On the 24th of January more than 1.5 million people took part in a General Strike and in the demonstrations held in the main cities of Argentina. It was the first time that such a mobilisation took place just 45 days since the new government came into office. The 24 Enero [January] general strike garnered national and meaningful international support: solidarity statements were sent from the main global unions and confederations, and demonstrations were held in Spain, France, Brazil, Uruguay, and Mexico, among others. The strike was organised by a broad array of organisations and groups. Feminist groups, human rights organisations, cultural workers, tenants’ unions, and political parties (from the left grouped in the Left Workers Front FIT-U, to factions of traditional Peronist and Radical parties) joined the labour confederations (General Labour Confederation, CGT, and both factions of the Argentinian Labour Central, CTA- A and CTA-T), and the Popular Economy and “piquetero” movement to show massive rejection of the Decree and the Law the government intends to pass.

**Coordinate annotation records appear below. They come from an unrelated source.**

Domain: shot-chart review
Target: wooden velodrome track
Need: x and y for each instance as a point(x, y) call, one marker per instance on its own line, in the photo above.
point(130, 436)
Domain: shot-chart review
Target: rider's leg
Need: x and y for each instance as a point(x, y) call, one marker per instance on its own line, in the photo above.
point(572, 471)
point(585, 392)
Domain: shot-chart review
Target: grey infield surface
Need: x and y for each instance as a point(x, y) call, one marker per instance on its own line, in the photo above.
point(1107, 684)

Amongst the participants were the Madres de Plaza de Mayo, an organisation created during the last dictatorship (1976-83) to represent the mothers of people disappeared by the Junta Militar. Their presence on the stage in Buenos Aires alongside the general secretaries of the Truckers and Health Workers’ Unions raised the popular demands of Memory, Truth and Justice, in the face of a government whose main figures have repeatedly supported the dictatorship.1
The broad coalition that organised the strike is responding to the offensive launched by Javier Milei’s far-right government over popular living conditions, and social, labour, feminist, and environmental rights. The new government intends to implement labour and pension systems ‘reforms’, deregulate economic activity, privatise public companies, and shrink the state through massive redundancies, the closure of essential ministries and public organisations and brutal austerity in areas such as culture, education, health, science, and social policies.They argue that this is necessary to control inflation and reduce the fiscal deficit, thereby meeting the goals set by the International Monetary Fund.

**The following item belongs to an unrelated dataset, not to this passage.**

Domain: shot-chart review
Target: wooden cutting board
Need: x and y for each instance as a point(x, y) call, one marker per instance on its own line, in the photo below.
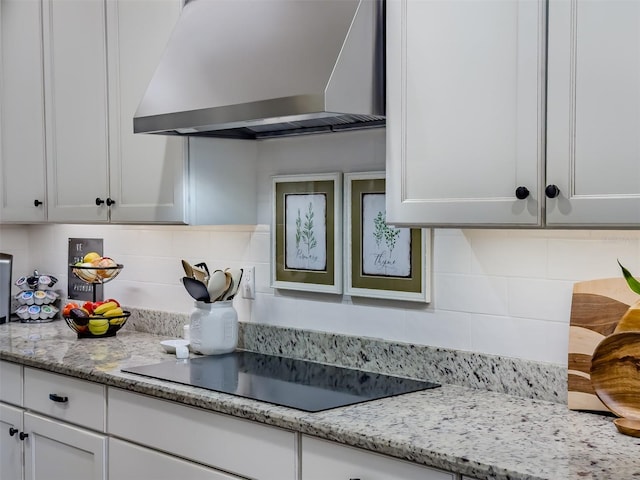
point(596, 308)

In sum, this far-right government aims not only to implement austerity and a macroeconomic stabilisation on the capitalists’ terms but also for a complete socio-economic national restructuring by implementing an economic ultra-liberal, and politically conservative, authoritarian program. Their program systematically favours capital, and seeks to strike a hard blow on the working people whilst shifting the balance of social power in favour of the big capitalist firms. These measures would produce a brutal transfer of income upwards and the deepening of an extractivist economic matrix. This can only be achieved by disciplining and punishing working people through authoritarian policies and by eliminating the rights historically won by the labour movement, the feminist movement, human rights organisations and other groups.

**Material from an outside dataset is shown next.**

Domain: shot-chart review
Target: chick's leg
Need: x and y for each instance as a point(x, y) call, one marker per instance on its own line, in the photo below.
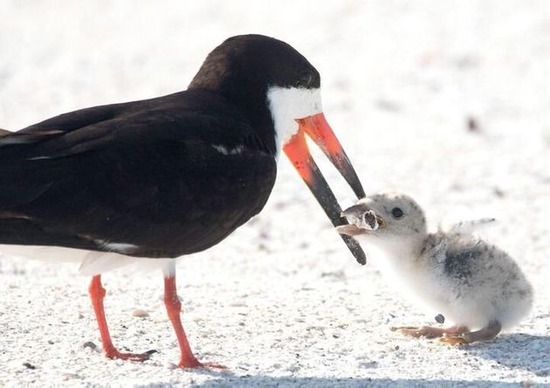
point(429, 331)
point(487, 333)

Economic restructuring and repression: the government launched a war against the working class
As soon as it took office, the government imposed a 118% devaluation of the Argentine Peso and the deregulation of all prices. This dealt a heavy blow to the pockets of workers, pensioners, and the middle class. These initial decisions spurred inflationary dynamics (the monthly inflation rate reached 25% in December and is likely to remain at this level in the coming months) and a catastrophic fall in popular real incomes. Public workers’ wages, pensions, and social programs were frozen, and wage increases achieved by collective bargaining were liquidated (except for a few sectors that had negotiated indexation clauses.)
In the meantime, the government seeks to achieve the goal of economic-political re-foundation. On one side, they tried to pass a “necessity and urgency” Decree - a particular legal tool that limits the possibility for legislative debate in parliament (where Milei does not have a majority).The Decree included legal modifications to laws and regulations that directly impact on living costs, such as those that establish rental, food prices, oil, medicines, or public service regulations. On the other side, they sent to Congress an Omnibus law project, entitled “Bases y Puntos de Partida para la Libertad de los Argentinos” [Basis and starting points for Argentinean freedom].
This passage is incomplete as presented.